Plyometric exercises: are they effective in improving upper body strength?
There is doubt over how useful plyometric training is for upper body development
Plyometric training is now a common element of elite sports training programmes. But, while its beneficial effects on the lower body are well documented, there is some doubt over how useful it is for upper body force development, writes Raphael Brandon.First documented as an effective training method by Soviet coaches in the middle of the last century, the main purpose of ‘plyometrics’ is to increase the rate of force development, the key ingredient of power. By contrast, the main purpose of heavy weight training is to increase total force production – ie maximum strength.
It is logical for athletes to seek to increase the rate of force development, because most sports involve fast movements for which forces must be generated quickly. The foot-to-ground contact time in the high jump, for example, is less than 100 milliseconds, yet it will take around 500msec to generate maximum force. For elite performance, an athlete’s rate of force development is often more important than the maximum force he or she is able to generate.

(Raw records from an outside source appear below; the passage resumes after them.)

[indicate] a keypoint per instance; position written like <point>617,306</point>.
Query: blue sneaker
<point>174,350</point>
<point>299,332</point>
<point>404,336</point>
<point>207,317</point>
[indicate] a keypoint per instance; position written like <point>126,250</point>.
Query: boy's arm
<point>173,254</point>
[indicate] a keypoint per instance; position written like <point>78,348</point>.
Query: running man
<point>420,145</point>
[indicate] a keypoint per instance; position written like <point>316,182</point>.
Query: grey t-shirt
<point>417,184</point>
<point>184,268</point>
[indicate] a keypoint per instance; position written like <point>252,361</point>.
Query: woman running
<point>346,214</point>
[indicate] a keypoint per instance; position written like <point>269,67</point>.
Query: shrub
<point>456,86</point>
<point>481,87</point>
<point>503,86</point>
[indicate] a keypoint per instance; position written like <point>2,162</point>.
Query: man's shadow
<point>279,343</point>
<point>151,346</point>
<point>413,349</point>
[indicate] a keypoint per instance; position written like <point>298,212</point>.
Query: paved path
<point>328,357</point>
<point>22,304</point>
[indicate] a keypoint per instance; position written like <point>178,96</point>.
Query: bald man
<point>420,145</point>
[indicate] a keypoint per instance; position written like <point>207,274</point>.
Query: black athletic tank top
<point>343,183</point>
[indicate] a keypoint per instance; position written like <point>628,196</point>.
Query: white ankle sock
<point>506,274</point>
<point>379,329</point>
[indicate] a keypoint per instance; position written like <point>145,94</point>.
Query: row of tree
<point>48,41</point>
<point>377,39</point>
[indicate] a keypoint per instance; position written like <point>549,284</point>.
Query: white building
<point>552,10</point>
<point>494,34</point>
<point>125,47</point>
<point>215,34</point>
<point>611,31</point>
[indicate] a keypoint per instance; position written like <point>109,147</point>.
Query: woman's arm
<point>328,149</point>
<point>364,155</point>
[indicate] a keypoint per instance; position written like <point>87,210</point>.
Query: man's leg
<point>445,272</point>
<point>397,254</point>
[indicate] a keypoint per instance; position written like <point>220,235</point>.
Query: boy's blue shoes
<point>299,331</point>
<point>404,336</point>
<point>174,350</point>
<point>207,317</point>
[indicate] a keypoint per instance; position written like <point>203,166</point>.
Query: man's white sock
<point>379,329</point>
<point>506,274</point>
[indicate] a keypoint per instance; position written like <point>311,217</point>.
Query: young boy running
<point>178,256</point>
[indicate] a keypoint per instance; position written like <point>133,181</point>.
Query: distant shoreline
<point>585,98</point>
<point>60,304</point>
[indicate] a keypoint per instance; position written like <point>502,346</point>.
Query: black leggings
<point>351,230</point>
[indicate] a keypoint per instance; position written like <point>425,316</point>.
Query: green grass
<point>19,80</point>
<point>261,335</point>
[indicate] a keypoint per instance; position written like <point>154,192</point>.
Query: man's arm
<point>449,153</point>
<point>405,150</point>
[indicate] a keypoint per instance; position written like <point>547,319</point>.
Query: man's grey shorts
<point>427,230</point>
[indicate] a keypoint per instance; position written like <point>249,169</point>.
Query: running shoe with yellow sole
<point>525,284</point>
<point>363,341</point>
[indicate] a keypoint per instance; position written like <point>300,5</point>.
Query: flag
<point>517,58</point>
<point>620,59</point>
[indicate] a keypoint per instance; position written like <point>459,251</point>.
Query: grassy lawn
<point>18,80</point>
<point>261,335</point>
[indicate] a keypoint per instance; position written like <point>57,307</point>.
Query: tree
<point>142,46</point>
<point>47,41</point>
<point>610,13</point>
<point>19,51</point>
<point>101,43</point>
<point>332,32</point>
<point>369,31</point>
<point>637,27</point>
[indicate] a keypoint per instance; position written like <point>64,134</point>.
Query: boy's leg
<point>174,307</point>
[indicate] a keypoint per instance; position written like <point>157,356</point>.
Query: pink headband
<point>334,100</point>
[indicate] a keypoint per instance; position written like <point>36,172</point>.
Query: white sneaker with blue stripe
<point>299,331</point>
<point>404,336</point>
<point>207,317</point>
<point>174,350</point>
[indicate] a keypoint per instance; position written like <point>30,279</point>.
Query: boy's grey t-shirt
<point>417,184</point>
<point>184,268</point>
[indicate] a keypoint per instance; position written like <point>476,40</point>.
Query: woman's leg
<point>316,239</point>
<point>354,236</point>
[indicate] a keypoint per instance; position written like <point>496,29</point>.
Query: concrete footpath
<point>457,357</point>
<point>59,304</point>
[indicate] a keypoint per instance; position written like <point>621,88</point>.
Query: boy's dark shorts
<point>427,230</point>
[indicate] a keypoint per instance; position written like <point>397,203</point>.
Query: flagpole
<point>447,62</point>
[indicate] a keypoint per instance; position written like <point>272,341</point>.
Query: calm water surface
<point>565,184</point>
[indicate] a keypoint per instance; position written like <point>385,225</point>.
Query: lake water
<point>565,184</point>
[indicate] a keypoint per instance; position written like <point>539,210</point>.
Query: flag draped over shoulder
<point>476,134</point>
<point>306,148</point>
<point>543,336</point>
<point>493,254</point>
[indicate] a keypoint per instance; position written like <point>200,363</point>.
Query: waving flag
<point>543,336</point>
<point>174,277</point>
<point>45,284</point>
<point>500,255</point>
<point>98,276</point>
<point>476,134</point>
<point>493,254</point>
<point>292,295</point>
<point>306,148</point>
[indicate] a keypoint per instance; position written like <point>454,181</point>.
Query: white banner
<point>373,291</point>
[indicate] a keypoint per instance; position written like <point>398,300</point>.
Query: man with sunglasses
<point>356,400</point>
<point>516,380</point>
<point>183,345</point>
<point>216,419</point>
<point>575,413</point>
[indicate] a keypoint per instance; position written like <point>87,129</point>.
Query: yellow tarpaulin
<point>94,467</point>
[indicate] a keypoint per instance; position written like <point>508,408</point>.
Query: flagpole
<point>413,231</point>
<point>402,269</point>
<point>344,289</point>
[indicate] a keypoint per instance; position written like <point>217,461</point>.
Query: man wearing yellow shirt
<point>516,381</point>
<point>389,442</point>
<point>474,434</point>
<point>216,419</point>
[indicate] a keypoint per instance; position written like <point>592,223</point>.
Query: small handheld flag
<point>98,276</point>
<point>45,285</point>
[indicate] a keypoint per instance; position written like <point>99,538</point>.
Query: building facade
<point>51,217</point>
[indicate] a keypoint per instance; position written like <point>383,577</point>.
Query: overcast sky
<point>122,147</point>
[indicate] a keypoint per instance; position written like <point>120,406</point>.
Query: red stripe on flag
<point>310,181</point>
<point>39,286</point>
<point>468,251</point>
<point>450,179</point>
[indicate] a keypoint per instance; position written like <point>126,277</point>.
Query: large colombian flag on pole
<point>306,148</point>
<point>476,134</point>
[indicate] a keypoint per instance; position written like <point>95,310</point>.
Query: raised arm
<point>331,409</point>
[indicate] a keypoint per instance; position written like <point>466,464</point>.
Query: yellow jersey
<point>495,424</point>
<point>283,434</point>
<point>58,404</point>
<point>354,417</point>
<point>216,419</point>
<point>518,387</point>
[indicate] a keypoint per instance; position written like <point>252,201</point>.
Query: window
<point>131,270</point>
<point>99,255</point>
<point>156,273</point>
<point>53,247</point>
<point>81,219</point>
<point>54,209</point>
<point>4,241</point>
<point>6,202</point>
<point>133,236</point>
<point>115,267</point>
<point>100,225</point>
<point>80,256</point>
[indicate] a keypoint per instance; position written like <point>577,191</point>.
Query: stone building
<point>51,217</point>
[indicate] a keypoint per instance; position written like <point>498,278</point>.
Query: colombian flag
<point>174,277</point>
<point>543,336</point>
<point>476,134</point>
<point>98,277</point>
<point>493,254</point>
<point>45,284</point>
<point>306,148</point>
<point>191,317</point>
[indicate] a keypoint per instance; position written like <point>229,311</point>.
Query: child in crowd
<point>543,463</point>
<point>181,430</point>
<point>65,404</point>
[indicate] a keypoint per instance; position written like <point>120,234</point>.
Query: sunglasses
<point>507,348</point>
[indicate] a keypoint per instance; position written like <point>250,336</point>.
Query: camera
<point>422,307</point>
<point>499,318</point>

The other advantage of plyometric training is that it comprises jumping and throwing movement patterns that involve a stretch-shortening cycle (SSC). The muscle and tendons are first lengthened with an eccentric load – eg pulling back your arm to throw a ball – which may increase the subsequent concentric force production and/or allow release of elastic energy – eg as the arm accelerates forwards to release the ball. Since most sporting movements involve sprinting, jumping and throwing SSC movements, plyometric training can be viewed as highly sport specific.
Plyometric training for the lower body nearly always takes the form of various jumping movements, such as hopping, bounding and drop jumps, while upper body plyometrics often uses medicine ball throwing movements. Both of these types of movements have been well documented (1). However, research into the effectiveness of plyometric training is less readily available than coaching manuals for the relevant exercises.

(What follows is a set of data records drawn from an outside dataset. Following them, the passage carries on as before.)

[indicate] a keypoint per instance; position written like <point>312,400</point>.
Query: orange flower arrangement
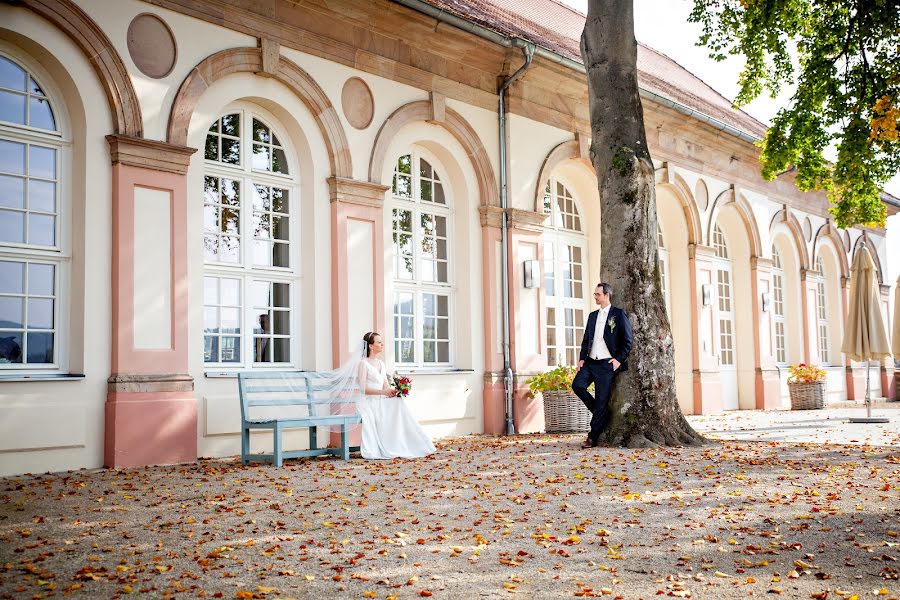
<point>804,373</point>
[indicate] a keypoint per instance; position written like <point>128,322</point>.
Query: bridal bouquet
<point>402,384</point>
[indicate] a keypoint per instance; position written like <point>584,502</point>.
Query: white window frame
<point>664,270</point>
<point>245,270</point>
<point>779,324</point>
<point>823,343</point>
<point>59,254</point>
<point>417,286</point>
<point>560,239</point>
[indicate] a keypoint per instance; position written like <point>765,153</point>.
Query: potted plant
<point>564,412</point>
<point>807,386</point>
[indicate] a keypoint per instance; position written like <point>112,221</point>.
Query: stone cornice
<point>354,191</point>
<point>149,154</point>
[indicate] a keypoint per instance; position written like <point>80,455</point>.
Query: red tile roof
<point>558,27</point>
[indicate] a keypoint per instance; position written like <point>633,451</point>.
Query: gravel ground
<point>531,516</point>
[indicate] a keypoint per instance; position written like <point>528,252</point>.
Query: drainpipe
<point>528,50</point>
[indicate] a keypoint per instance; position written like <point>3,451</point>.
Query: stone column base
<point>150,420</point>
<point>494,404</point>
<point>856,383</point>
<point>707,393</point>
<point>768,389</point>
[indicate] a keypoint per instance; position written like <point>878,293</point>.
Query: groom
<point>604,354</point>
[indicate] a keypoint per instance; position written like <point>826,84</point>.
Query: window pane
<point>41,115</point>
<point>10,347</point>
<point>282,350</point>
<point>12,313</point>
<point>41,195</point>
<point>231,349</point>
<point>12,157</point>
<point>260,132</point>
<point>231,124</point>
<point>42,162</point>
<point>12,277</point>
<point>231,151</point>
<point>261,157</point>
<point>40,313</point>
<point>12,76</point>
<point>282,322</point>
<point>41,229</point>
<point>41,279</point>
<point>12,227</point>
<point>12,107</point>
<point>12,192</point>
<point>211,151</point>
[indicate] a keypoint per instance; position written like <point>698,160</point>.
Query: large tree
<point>644,410</point>
<point>848,56</point>
<point>843,56</point>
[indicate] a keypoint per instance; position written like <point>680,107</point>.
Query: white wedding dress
<point>389,429</point>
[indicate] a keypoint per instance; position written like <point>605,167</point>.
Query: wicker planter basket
<point>805,396</point>
<point>564,412</point>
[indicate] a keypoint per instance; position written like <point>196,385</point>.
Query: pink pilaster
<point>768,384</point>
<point>151,411</point>
<point>363,202</point>
<point>707,385</point>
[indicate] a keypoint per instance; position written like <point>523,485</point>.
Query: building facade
<point>190,188</point>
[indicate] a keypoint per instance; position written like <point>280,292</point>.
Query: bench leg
<point>345,442</point>
<point>277,445</point>
<point>245,445</point>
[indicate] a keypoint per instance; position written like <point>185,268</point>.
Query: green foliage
<point>558,378</point>
<point>847,90</point>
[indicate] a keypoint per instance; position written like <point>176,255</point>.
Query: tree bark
<point>644,410</point>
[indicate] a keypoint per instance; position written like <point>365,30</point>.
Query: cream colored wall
<point>446,403</point>
<point>744,321</point>
<point>529,144</point>
<point>675,234</point>
<point>195,41</point>
<point>50,426</point>
<point>219,410</point>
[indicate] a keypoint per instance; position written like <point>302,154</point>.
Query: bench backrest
<point>284,388</point>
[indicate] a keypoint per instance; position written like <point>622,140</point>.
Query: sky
<point>663,25</point>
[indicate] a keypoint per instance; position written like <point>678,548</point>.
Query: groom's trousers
<point>602,375</point>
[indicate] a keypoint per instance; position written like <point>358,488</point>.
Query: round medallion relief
<point>357,102</point>
<point>807,229</point>
<point>151,45</point>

One study that raises some questions about the effectiveness of medicine ball training comes from Australia’s Southern Cross University (2). Researchers allocated 24 junior baseball athletes into three groups, one performing upper body heavy weight training, the second using upper body medicine ball exercises and the third acting as non- exercising controls.
They found that while the plyometric training – in the form of medicine ball exercises – improved strength but not baseball throw velocity, heavy weight training improved both parameters. This suggests that upper body plyometrics is not effective at boosting rate of force development.
However, these junior baseball athletes had not previously used strength training and the findings might have been different for strength- trained athletes.
Further investigation at the same institution (3) compared the different effects of upper and lower body plyometrics, this time using 41 previously trained subjects, who were assigned to weight training or plyometric training or a control condition for eight weeks.
The researchers tested their subjects’ lower and upper body strength, rate of force development and power before and after the training programme. They found that plyometric training increased leg muscle power but not the rate of force development and power in the upper body.
The effectiveness of plyometric exercises for increased leg power was established by a previous study from the same researchers (4). They found that 10 weeks of drop jump training improved counter-movement jump (CMJ) performance by 10% in previously strength-trained subjects, implying that their rate of force production, or power, had increased.
In summary, the research mentioned so far confirms the beneficial effects of jumping plyometrics for the lower body but not the effectiveness of medicine ball exercises for the upper body.
One explanation for this distinction could be that the relative loading on the legs of a jump is greater than that of a medicine ball throw on the arms.
During a jump exercise the whole mass of the athlete – say 75kg – is moved. The force required to produce this movement comes from the leg muscles, mostly the quadriceps (thighs), gastrocsoleus (calf) and gluteus maximus (buttocks).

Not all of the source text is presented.